Detection Systems Overview
  • List-Based Detection: Utilizes whitelists (trusted sites) and blacklists (phishing sites) for classification.

    • Issue: Vulnerability to minor URL changes and ineffective against zero-day attacks.

  • Rule-Based Systems: Employ feature mining to identify phishing URLs using established rules.

  • Visual Similarity Systems: Focus on visual differences between websites using image processing to identify potential phishing sites.

  • Machine Learning-Based Systems: Classify features from URLs, leveraging various AI techniques for high accuracy and real-time detection against zero-day attacks.

    • Notable systems include CANTINA and PhishWHO.


Proposed System

Objectives
  • Develop a phishing detection system analyzing URLs directly without third-party services or external content, focusing on efficiency and speed of classification.

Datasets Used
  • Utilized data from three datasets combining legitimate sites and phishing sites from reputable sources like Alexa and PhishTank.

    • Dataset Details:

      • Dataset-1: 40,668 phishing and 43,189 legitimate URLs.

      • Dataset-2: 40,668 phishing and 42,220 legitimate URLs.

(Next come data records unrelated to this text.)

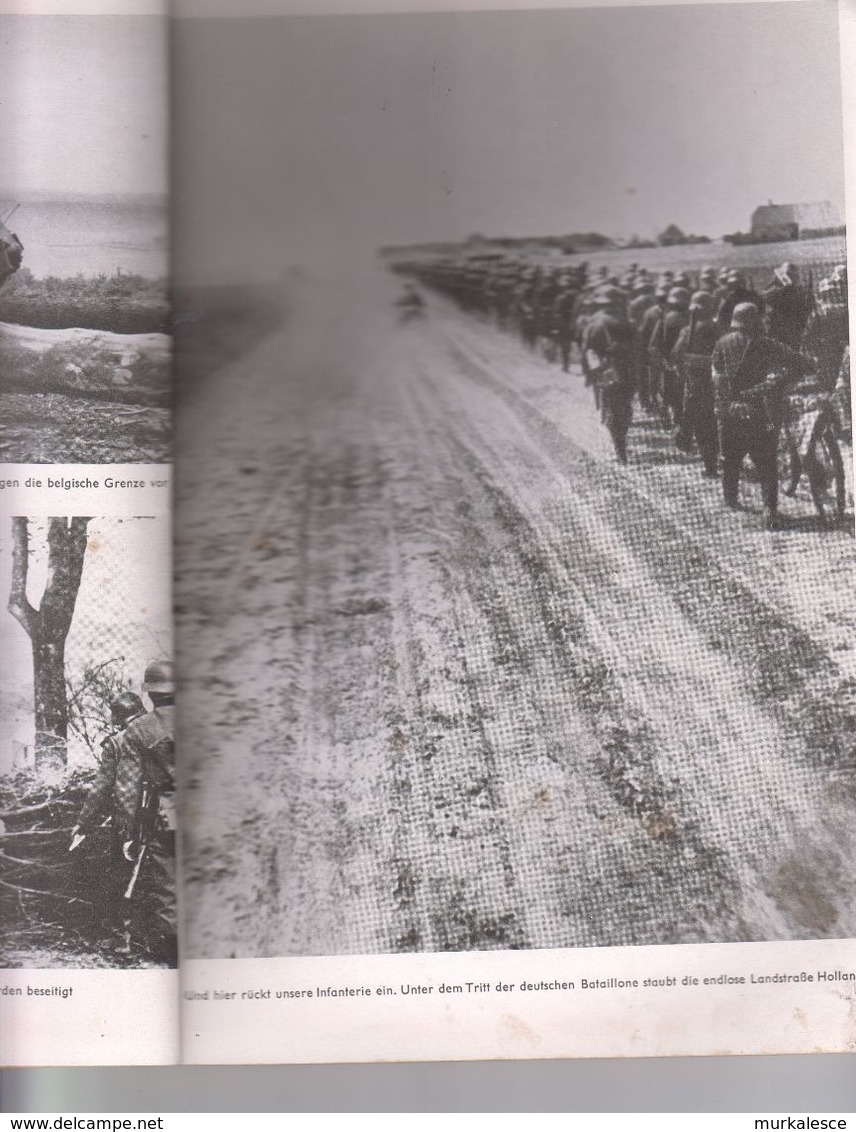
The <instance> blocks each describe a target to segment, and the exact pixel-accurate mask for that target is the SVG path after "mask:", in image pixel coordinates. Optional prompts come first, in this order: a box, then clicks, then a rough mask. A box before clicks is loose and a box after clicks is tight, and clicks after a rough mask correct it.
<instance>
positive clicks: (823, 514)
mask: <svg viewBox="0 0 856 1132" xmlns="http://www.w3.org/2000/svg"><path fill="white" fill-rule="evenodd" d="M839 431H840V430H839V423H838V414H837V412H836V408H834V402H833V396H832V394H831V393H829V392H828V391H825V389H823V388H821V387H820V386H819V385H818V384H816V380H815V379H810V380H807V381H804V383H802V384H801V385H799V386H797V387H796V388H795V389H794V391H793V392H791V393H790V394H789V395H788V396H787V397H786V401H785V415H784V421H782V427H781V430H780V432H779V452H778V456H779V482H780V484H781V489H782V492H784V494H785V495H786V496H795V495H796V492H797V489H798V487H799V483H801V480H802V479H803V475H804V474H805V477H806V478H807V480H808V490H810V494H811V497H812V501H813V503H814V507H815V511H816V512H818V517H819V518H820V521H821V522H822V523H823V524H824V525H827V524H828V523H829V512H831V516H832V523H833V524H839V523H841V522H842V521H844V518H845V511H846V482H845V466H844V458H842V456H841V447H840V444H839Z"/></svg>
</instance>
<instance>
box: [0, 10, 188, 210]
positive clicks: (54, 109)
mask: <svg viewBox="0 0 856 1132" xmlns="http://www.w3.org/2000/svg"><path fill="white" fill-rule="evenodd" d="M18 2H19V5H20V7H23V3H22V2H20V0H18ZM136 5H137V0H129V5H128V8H129V10H132V9H134V8H135V7H136ZM1 18H2V35H0V152H1V153H2V169H0V189H2V190H3V192H5V195H6V196H12V197H14V196H15V195H18V194H20V195H26V194H28V192H49V194H67V192H74V194H84V195H91V194H96V195H97V194H127V192H157V194H160V192H165V190H166V127H168V83H166V74H168V72H166V65H168V53H166V23H165V20H164V18H163V17H154V16H76V17H69V16H15V15H2V17H1Z"/></svg>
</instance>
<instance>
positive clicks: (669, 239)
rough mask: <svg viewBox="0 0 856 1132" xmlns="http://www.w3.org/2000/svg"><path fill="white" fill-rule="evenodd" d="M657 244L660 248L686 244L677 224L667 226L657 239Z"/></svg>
mask: <svg viewBox="0 0 856 1132" xmlns="http://www.w3.org/2000/svg"><path fill="white" fill-rule="evenodd" d="M657 242H658V243H659V245H660V247H662V248H674V247H676V246H677V245H679V243H686V237H685V235H684V233H683V232H682V231H680V229H679V228H678V226H677V224H669V226H668V228H667V229H666V230H665V231H664V232H660V234H659V235H658V237H657Z"/></svg>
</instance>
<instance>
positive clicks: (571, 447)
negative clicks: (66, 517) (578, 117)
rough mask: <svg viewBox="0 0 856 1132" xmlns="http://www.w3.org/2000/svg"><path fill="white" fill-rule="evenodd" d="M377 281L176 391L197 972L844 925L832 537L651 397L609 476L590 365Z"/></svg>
mask: <svg viewBox="0 0 856 1132" xmlns="http://www.w3.org/2000/svg"><path fill="white" fill-rule="evenodd" d="M696 250H697V249H696ZM742 250H745V249H742ZM764 252H765V255H767V256H768V257H771V259H772V261H774V258H773V257H777V256H778V251H777V249H772V256H771V249H769V248H767V249H764ZM592 258H593V257H592ZM396 293H397V292H396V284H395V283H394V282H393V281H392V280H391V278H390V277H388V276H385V275H384V274H383V273H382V272H376V273H374V274H371V273H369V274H367V275H366V277H365V278H362V280H360V281H359V282H358V283H357V284H356V285H352V284H349V283H348V282H346V281H343V280H329V281H320V280H315V281H303V282H302V283H301V284H299V285H298V284H296V285H293V286H292V288H291V290H290V295H289V319H288V321H285V323H283V326H282V327H281V328H280V329H279V331H275V332H274V333H272V334H267V335H266V336H265V337H264V340H259V341H258V342H257V344H256V345H255V348H254V349H251V350H248V351H247V352H246V353H243V354H242V355H239V357H234V358H233V359H232V360H231V361H230V362H229V363H228V365H225V366H224V367H223V368H222V369H221V370H220V371H219V372H217V374H216V375H215V376H214V378H213V379H212V380H209V381H203V380H196V381H195V383H194V386H192V402H191V404H190V405H188V409H187V410H186V413H185V418H183V419H185V424H183V426H182V429H183V430H182V431H181V436H180V446H181V452H182V475H181V477H180V483H179V497H178V511H177V516H178V523H177V541H178V546H177V580H178V581H177V616H178V629H179V640H180V642H181V643H182V651H183V671H185V685H183V696H182V703H183V713H185V714H183V719H185V727H186V728H187V729H188V730H189V731H190V732H191V734H192V735H194V737H195V741H194V744H192V749H191V751H189V752H188V753H187V756H186V762H185V771H186V790H187V798H188V809H187V813H188V815H189V817H188V823H187V832H188V839H187V842H186V851H185V873H186V895H187V908H188V915H189V949H188V950H189V954H190V955H192V957H224V955H237V957H249V955H313V954H331V953H332V954H339V953H388V952H403V951H447V950H448V951H466V950H489V949H531V947H574V946H592V945H620V944H632V945H637V944H654V943H691V942H713V941H720V942H727V941H761V940H797V938H828V937H847V936H850V935H853V934H854V931H855V929H856V923H854V906H853V899H851V880H850V877H851V876H853V873H854V869H855V868H856V838H855V835H854V830H856V823H854V809H855V808H856V784H855V781H854V772H855V770H856V746H855V745H854V734H856V616H855V615H854V610H853V602H851V600H850V593H851V577H853V568H854V541H853V535H851V524H850V528H849V529H847V528H846V529H839V530H829V531H824V530H821V529H820V526H819V524H818V522H816V518H815V517H814V513H813V508H812V504H811V500H810V498H808V496H807V492H806V491H805V490H804V489H801V490H799V491H798V492H797V496H796V497H795V498H794V499H786V500H785V501H784V507H782V509H784V517H785V523H784V526H782V530H780V531H777V532H773V533H770V532H765V531H764V530H762V524H761V521H760V520H761V514H760V513H761V501H760V498H759V494H757V487H756V484H755V483H754V482H752V480H751V479H747V480H746V481H745V482H744V483H743V486H742V503H743V509H742V511H739V512H729V511H727V509H726V508H724V507H722V505H721V498H720V494H721V488H720V486H719V484H718V483H717V482H714V481H708V480H704V479H702V477H701V475H700V468H699V462H697V460H695V458H693V457H690V456H686V455H684V454H682V453H679V452H676V449H675V448H674V446H673V444H671V441H670V438H669V437H668V436H667V435H666V434H664V431H662V429H661V428H660V426H659V422H658V421H656V420H653V419H651V418H649V417H647V415H644V414H640V413H639V412H637V414H636V419H635V421H634V424H633V428H632V430H631V436H630V464H628V466H627V468H626V469H624V468H620V466H618V465H616V463H615V461H614V458H613V456H611V453H610V447H609V443H608V438H607V437H606V436H605V435H604V431H602V428H601V426H600V423H599V420H598V417H597V413H596V412H594V410H593V406H592V403H591V397H590V394H589V392H588V391H587V389H585V388H584V385H583V383H582V380H581V377H580V374H579V371H574V372H572V374H571V375H567V376H566V375H563V374H562V372H560V371H559V370H558V369H557V368H556V367H550V366H548V365H547V363H546V362H545V361H543V360H542V359H541V358H539V357H538V355H534V354H531V353H529V352H527V351H525V350H524V349H523V348H522V346H521V345H520V343H519V342H517V341H516V338H515V337H513V336H512V335H504V334H500V333H499V332H498V331H497V329H496V328H495V327H493V326H489V325H487V324H483V323H480V321H478V320H476V319H473V318H470V317H465V316H463V315H461V314H460V312H457V311H456V310H455V309H453V308H452V307H451V306H450V305H447V303H445V302H444V301H442V300H439V299H435V298H431V299H430V300H429V308H428V315H427V318H426V319H425V321H423V323H421V324H413V325H410V326H400V325H397V324H396V321H395V318H394V315H393V300H394V298H395V295H396ZM190 422H192V427H190ZM849 455H850V454H849V452H848V453H847V456H848V458H849Z"/></svg>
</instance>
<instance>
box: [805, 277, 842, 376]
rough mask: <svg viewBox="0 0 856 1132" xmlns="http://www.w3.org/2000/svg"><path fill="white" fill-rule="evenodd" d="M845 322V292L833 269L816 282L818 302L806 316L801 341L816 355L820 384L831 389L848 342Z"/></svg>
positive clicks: (836, 374)
mask: <svg viewBox="0 0 856 1132" xmlns="http://www.w3.org/2000/svg"><path fill="white" fill-rule="evenodd" d="M837 271H838V268H837ZM848 323H849V319H848V309H847V300H846V294H845V292H844V291H842V289H841V286H840V283H838V282H836V278H834V273H833V275H832V276H830V277H829V278H827V280H822V281H821V283H820V284H819V286H818V306H816V308H815V310H814V311H813V312H812V316H811V318H810V319H808V323H807V325H806V328H805V333H804V335H803V342H802V349H803V350H804V351H805V353H807V354H811V355H812V357H813V358H814V359H816V362H818V377H819V379H820V383H821V385H822V386H823V388H824V389H828V391H830V392H831V391H832V389H833V388H834V386H836V381H837V380H838V375H839V374H840V370H841V361H842V359H844V352H845V349H846V346H847V344H848V342H849V325H848Z"/></svg>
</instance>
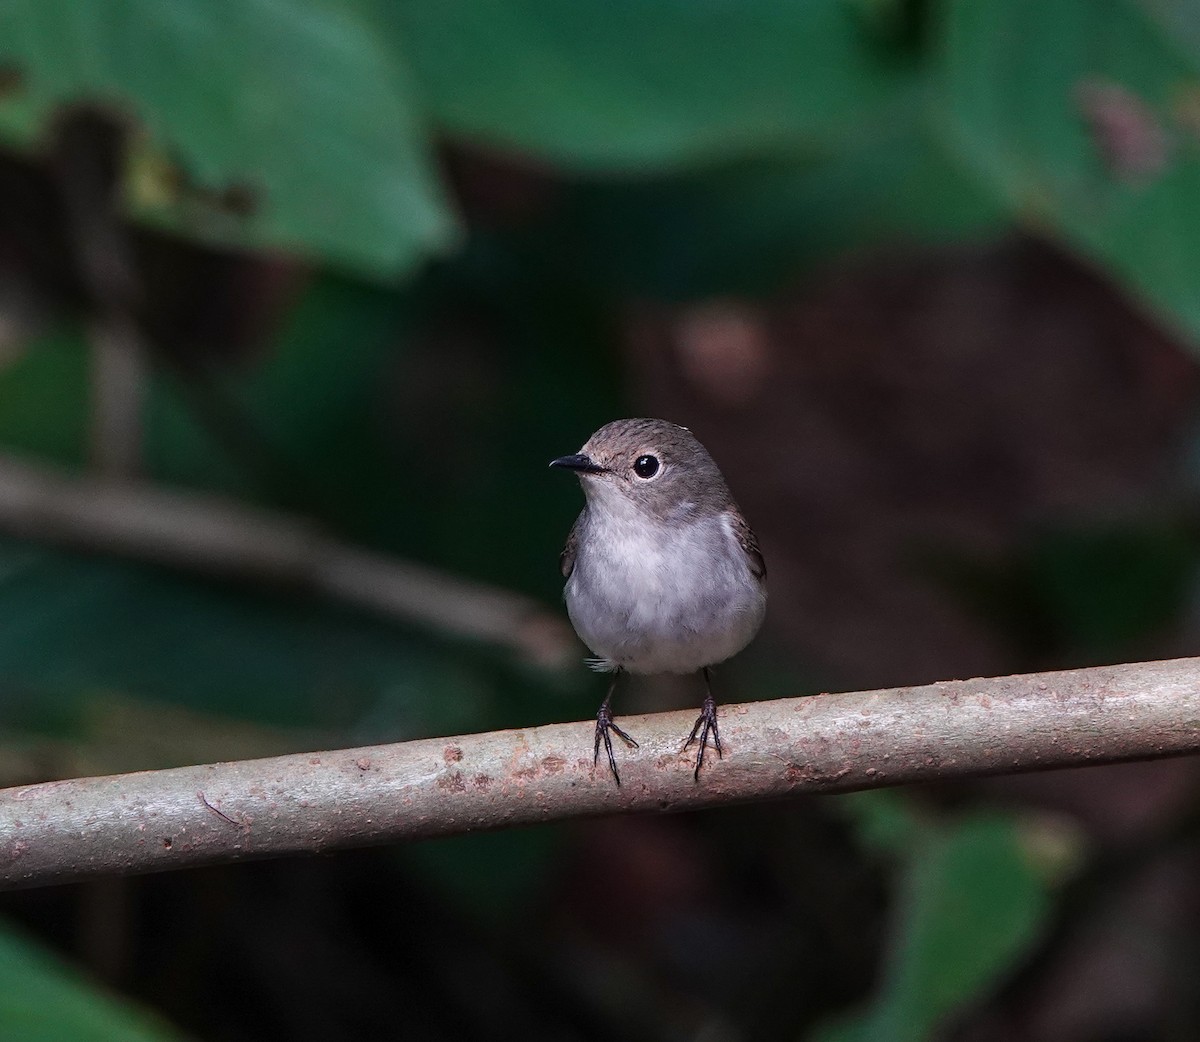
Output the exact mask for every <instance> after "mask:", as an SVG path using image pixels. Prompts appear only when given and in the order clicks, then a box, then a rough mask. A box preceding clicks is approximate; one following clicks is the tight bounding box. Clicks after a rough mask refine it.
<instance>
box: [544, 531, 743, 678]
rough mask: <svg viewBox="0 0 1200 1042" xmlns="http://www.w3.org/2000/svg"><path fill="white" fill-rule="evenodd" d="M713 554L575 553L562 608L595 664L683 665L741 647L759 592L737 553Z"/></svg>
mask: <svg viewBox="0 0 1200 1042" xmlns="http://www.w3.org/2000/svg"><path fill="white" fill-rule="evenodd" d="M702 556H703V558H704V559H709V561H712V559H714V558H712V557H710V556H709V555H702ZM715 561H716V562H718V563H715V564H710V565H709V567H697V564H696V561H695V555H683V553H679V552H673V551H672V550H670V549H668V550H655V551H646V552H642V553H640V555H636V556H634V557H631V556H629V555H616V556H604V555H593V556H590V557H582V556H581V559H578V561H577V562H576V567H575V570H574V571H572V573H571V577H570V580H568V583H566V589H565V599H566V610H568V613H569V615H570V617H571V623H572V624H574V627H575V629H576V631H577V633H578V634H580V637H581V639H582V640H583V642H584V643H586V645H587V646H588V647H589V648H590V649H592V652H593V654H595V655H596V661H595V663H594V665H595V667H596V669H600V670H616V669H623V670H628V671H629V672H634V673H686V672H692V671H695V670H698V669H701V667H703V666H709V665H714V664H716V663H720V661H724V660H725V659H727V658H730V657H731V655H734V654H737V653H738V652H739V651H742V648H744V647H745V646H746V645H748V643H749V642H750V640H751V639H752V637H754V635H755V633H757V630H758V627H760V624H761V623H762V617H763V613H764V611H766V592H764V589H763V587H762V585H761V583H760V582H758V581H757V580H755V577H754V576H752V575H751V574H750V571H749V567H748V565H746V564H745V562H744V561H743V559H742V557H739V556H733V555H727V553H726V555H722V556H720V557H718V558H715Z"/></svg>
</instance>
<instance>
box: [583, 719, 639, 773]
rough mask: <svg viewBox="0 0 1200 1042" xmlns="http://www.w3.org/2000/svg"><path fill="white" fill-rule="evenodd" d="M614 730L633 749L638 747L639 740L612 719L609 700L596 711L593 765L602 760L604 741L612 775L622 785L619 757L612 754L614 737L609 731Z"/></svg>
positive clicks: (593, 765) (608, 762)
mask: <svg viewBox="0 0 1200 1042" xmlns="http://www.w3.org/2000/svg"><path fill="white" fill-rule="evenodd" d="M610 731H612V732H614V733H616V735H617V737H618V738H620V739H622V741H623V742H624V743H625V744H626V745H629V747H630V748H632V749H636V748H637V742H635V741H634V739H632V738H630V737H629V735H626V733H625V732H624V731H623V730H620V727H618V726H617V724H616V723H614V721H613V719H612V709H611V708H608V701H607V700H605V703H604V705H602V706H601V707H600V712H599V713H596V743H595V751H594V754H593V756H592V766H595V765H596V762H599V760H600V743H601V742H604V750H605V751H606V753H607V754H608V766H610V767H611V768H612V777H613V778H616V779H617V784H618V785H620V774H619V773H618V772H617V757H616V756H613V755H612V737H611V735H610V733H608V732H610Z"/></svg>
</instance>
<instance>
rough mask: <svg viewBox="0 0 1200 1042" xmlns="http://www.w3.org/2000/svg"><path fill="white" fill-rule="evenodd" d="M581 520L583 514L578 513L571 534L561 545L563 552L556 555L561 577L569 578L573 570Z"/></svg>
mask: <svg viewBox="0 0 1200 1042" xmlns="http://www.w3.org/2000/svg"><path fill="white" fill-rule="evenodd" d="M582 521H583V515H582V514H580V516H578V517H576V519H575V523H574V525H572V526H571V534H570V535H568V537H566V545H565V546H564V547H563V552H562V553H559V555H558V567H559V568H560V569H562V571H563V579H570V577H571V573H572V571H574V570H575V550H576V546H577V545H578V541H580V525H581V522H582Z"/></svg>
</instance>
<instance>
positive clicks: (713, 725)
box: [683, 666, 725, 782]
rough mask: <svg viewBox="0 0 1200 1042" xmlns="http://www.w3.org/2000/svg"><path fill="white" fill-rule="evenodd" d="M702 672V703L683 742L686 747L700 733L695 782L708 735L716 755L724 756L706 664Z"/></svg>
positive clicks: (699, 775) (711, 680)
mask: <svg viewBox="0 0 1200 1042" xmlns="http://www.w3.org/2000/svg"><path fill="white" fill-rule="evenodd" d="M703 673H704V705H703V706H701V708H700V715H698V717H696V723H695V725H694V726H692V729H691V733H690V735H689V736H688V741H686V742H684V743H683V747H684V749H686V748H688V747H689V745H690V744H691V743H692V742H695V741H696V735H697V733H700V753H697V754H696V773H695V775H694V777H695V778H696V780H697V782H698V780H700V768H701V767H703V766H704V749H707V748H708V736H709V735H712V736H713V744H714V745H715V747H716V755H718V756H720V757H722V759H724V757H725V754H724V753H722V751H721V731H720V729H719V727H718V726H716V702H715V701H713V678H712V677H710V676H709V673H708V666H704V669H703Z"/></svg>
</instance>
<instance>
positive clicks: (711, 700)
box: [550, 418, 767, 785]
mask: <svg viewBox="0 0 1200 1042" xmlns="http://www.w3.org/2000/svg"><path fill="white" fill-rule="evenodd" d="M550 466H551V467H560V468H564V469H566V471H571V472H574V473H575V474H576V475H577V477H578V479H580V484H581V486H582V489H583V493H584V507H583V510H582V511H581V513H580V516H578V517H577V519H576V521H575V525H574V526H572V528H571V532H570V534H569V535H568V538H566V545H565V546H564V547H563V552H562V555H560V557H559V563H560V567H562V573H563V576H564V579H565V580H566V582H565V586H564V589H563V597H564V599H565V601H566V613H568V616H569V617H570V619H571V625H574V627H575V631H576V633H577V634H578V635H580V639H581V640H582V641H583V643H584V645H587V647H588V648H589V649H590V652H592V654H593V658H592V659H589V660H588V664H589V665H590V666H592V667H593V669H594V670H596V671H599V672H608V673H612V675H613V677H612V682H611V683H610V685H608V693H607V694H606V696H605V700H604V702H601V705H600V709H599V712H598V713H596V726H595V745H594V750H593V760H592V762H593V765H594V763H596V762H598V761H599V757H600V745H601V743H602V744H604V748H605V751H606V753H607V756H608V766H610V768H611V771H612V774H613V778H614V779H616V782H617V784H618V785H620V774H619V772H618V769H617V760H616V756H614V755H613V747H612V737H611V733H610V732H614V733H616V735H617V736H618V737H619V738H620V739H622V741H624V742H625V743H626V744H628V745H629V747H630V748H634V749H636V748H638V745H637V742H636V741H635V739H634V738H632V737H630V736H629V735H628V733H626V732H625V731H624V730H622V729H620V727H619V726H618V725H617V724H616V723H614V720H613V714H612V696H613V691H614V690H616V688H617V681H618V679H619V677H620V675H622V673H692V672H700V673H702V675H703V678H704V701H703V703H702V707H701V711H700V715H698V717H697V718H696V723H695V725H694V726H692V729H691V733H690V735H689V736H688V739H686V741H685V742H684V744H683V748H684V749H686V748H689V747H690V745H691V743H692V742H695V741H696V738H697V736H698V738H700V748H698V751H697V755H696V768H695V772H694V777H695V780H697V782H698V780H700V769H701V767H702V766H703V763H704V750H706V749H707V748H708V741H709V737H712V739H713V745H714V748H715V749H716V755H718V757H724V751H722V749H721V735H720V727H719V725H718V719H716V701H715V700H714V697H713V685H712V673H710V669H712V666H714V665H718V664H719V663H722V661H725V660H726V659H728V658H731V657H732V655H736V654H737V653H738V652H740V651H742V649H743V648H744V647H745V646H746V645H748V643H749V642H750V641H751V640H752V639H754V636H755V635H756V634H757V631H758V629H760V627H761V625H762V621H763V616H764V615H766V610H767V565H766V563H764V561H763V556H762V550H761V547H760V546H758V540H757V539H756V538H755V534H754V531H752V529H751V528H750V525H749V523H748V522H746V520H745V517H744V516H743V514H742V511H740V510H739V509H738V505H737V503H736V502H734V501H733V497H732V495H731V493H730V490H728V486H727V485H726V483H725V478H724V477H722V474H721V472H720V469H719V468H718V466H716V463H715V462H714V460H713V457H712V456H710V455H709V454H708V450H707V449H706V448H704V447H703V445H702V444H701V443H700V441H698V439H697V438H696V436H695V435H694V433H692V432H691V431H690V430H688V427H682V426H679V425H678V424H673V423H668V421H667V420H659V419H644V418H643V419H620V420H613V421H612V423H610V424H606V425H605V426H602V427H600V430H598V431H596V432H595V433H594V435H592V437H590V438H588V441H587V442H586V443H584V445H583V447H582V448H581V449H580V451H578V453H575V454H572V455H569V456H559V457H558V459H556V460H551V462H550Z"/></svg>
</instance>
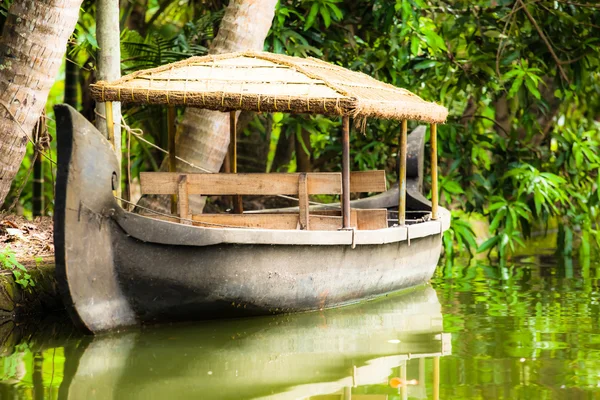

      • Dataset-3: 40,668 phishing and 85,409 legitimate URLs.

Feature Extraction

  • Identified 58 features relevant to URL analysis derived from extensive literature reviews, employing Python scripts for extraction and sorting via Random Forest Classifier.

  • Limited to 48 critical features to optimize performance without sacrificing accuracy.


System Implementation

Machine Learning Algorithms Used
  1. Logistic Regression (LR): Effective with binary outcomes but sensitive to feature repetition and noise.

  2. K-Nearest Neighborhood (KNN): Fast but memory-intensive, sensitive to feature selection.

  3. Support Vector Machine (SVM): Good for larger datasets but poorly handles noisy data.

  4. Decision Tree (DT): Easy to interpret but prone to overfitting.

  5. Naive Bayes (NB): Quick and straightforward; struggles with correlated features.

  6. XGBoost: Focuses on performance but can be overfitted.

  7. Random Forest (RF): Resilient to noise; requires significant computational resources.

  8. Artificial Neural Network (ANN): Can generalize well; high power and memory consumption needed based on architecture.


Experimental Results

Accuracy and Training Time Analysis
  • Dataset-1: RF achieved highest accuracy at 94.59%.

  • Dataset-2: RF reported at 90.50% accuracy.

  • Dataset-3: RF reported at 91.26% accuracy.

Comparative Analysis of Results
  • The study found higher accuracy rates using the proposed method against previous implementations, especially when utilizing RF classifier, corroborating the effectiveness of the designed system.


Conclusion and Future Works

  • Addressing phishing threats through advanced machine learning techniques is crucial in an increasingly digital landscape.

  • A focus on developing a larger dataset for improved classification is vital.

  • Future work will explore hybrid algorithms and integrate deep learning models for enhanced phishing detection capabilities.